In the second step, FDA conducts its expert scientific analysis of the information regarding the safety and effectiveness of the medical device type. In this analysis, FDA will form an expert team (usually consisting of an engineer, physician, life scientist and/or other specialists) that will evaluate the scientific merits of reclassification of the device type to Class I or II, or to sustain the classification into Class III. The bases for each category are described below:

  • Class I: In order for FDA to reclassify a device type into Class I, FDA needs to determine that the program category is of very low risk. Because most Class I devices are also exempt from 510(k) submission, FDA would also need to determine that future devices classified into this device category would not require 510(k) clearance before they could be marketed in the United States.
  • Class II: In order for FDA to reclassify a device type into Class II, FDA needs to be able to do several things: (1) determine that the program category is of moderate risk; and (2) develop “special controls” which characterize the testing and documentation that would be required for all future 510(k) applications.
     
    The aspect of developing special controls can be quite complicated, as it involves the ability to fully understand and characterize the device type sufficient to very clearly describe the device characteristics/specifications, specialized labeling, and testing (preclinical, animal, clinical, and/or human factors) that would be required. The special controls would either be described directly in the regulation or in a Special Controls Guidance Document (SCGD) that outlines this information.
  • Class III: FDA can choose to keep a device type classified in Class III. In this case, FDA would determine that the program area is of high risk and/or that the knowledge of the program area is insufficient for special controls to be developed.

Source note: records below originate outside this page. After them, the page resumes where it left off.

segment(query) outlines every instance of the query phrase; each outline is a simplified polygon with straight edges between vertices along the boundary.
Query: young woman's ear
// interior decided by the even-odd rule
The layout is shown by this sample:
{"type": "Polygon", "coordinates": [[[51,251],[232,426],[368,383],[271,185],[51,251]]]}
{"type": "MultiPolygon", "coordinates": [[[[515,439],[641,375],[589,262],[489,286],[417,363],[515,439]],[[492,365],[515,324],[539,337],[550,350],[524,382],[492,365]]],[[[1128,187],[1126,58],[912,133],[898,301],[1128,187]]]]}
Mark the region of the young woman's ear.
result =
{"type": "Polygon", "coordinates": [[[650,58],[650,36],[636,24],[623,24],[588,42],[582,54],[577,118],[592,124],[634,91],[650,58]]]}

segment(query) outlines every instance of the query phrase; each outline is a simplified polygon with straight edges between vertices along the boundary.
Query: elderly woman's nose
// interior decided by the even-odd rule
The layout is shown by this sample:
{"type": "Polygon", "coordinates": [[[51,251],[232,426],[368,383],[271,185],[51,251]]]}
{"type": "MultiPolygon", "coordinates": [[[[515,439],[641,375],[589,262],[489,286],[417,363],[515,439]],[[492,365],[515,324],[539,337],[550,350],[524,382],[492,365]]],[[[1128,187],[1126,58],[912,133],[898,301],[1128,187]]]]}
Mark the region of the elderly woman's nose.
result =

In this case, sponsors who have previously received 510(k) clearance for their medical devices will need to submit PMA applications in order to continue to market their devices (with a grace period to permit possible transition to obtaining PMA approval).

Step 3 - Propose Classification

The third step consists of FDA issuing a Federal Register Notice which proposes the regulation of the device type into Class I, II, or III (also referred as the proposed rule). In the case where FDA proposes a Class II designation with a special controls guidance document (SCGD), FDA will publish the SCGD in draft.

The Public has an opportunity to provide comment in response to FDA’s issuance of the proposed rule. The comments may be related to anything regarding the proposed classification, for example, the category in which the device type is proposed to be classified, the specific characteristics of the special controls, etc.

Step 4 - Receive and Review Comments

The fourth step consists of FDA receiving and reviewing any comments made in response to the issuance of the proposed rule. FDA will consider all of the comments and may choose to make any changes to the classification (and/or special controls as applicable for Class II devices) based on its consideration of the comments.

Step 5 - Render Final Decision

The fifth and final step consists of FDA issuing its decision of the final classification (or final rule) of the medical device type in the Federal Register. If a draft SCGD was previously prepared, then FDA would also publish a final special control guidance document.

It should be noted that while this fifth step is considered to be the final decision of the 515 Program Initiative, the device categorization is not necessarily permanent. In the future, as with any other device type, FDA may subsequently choose to change the classification of a medical device type area to any other class.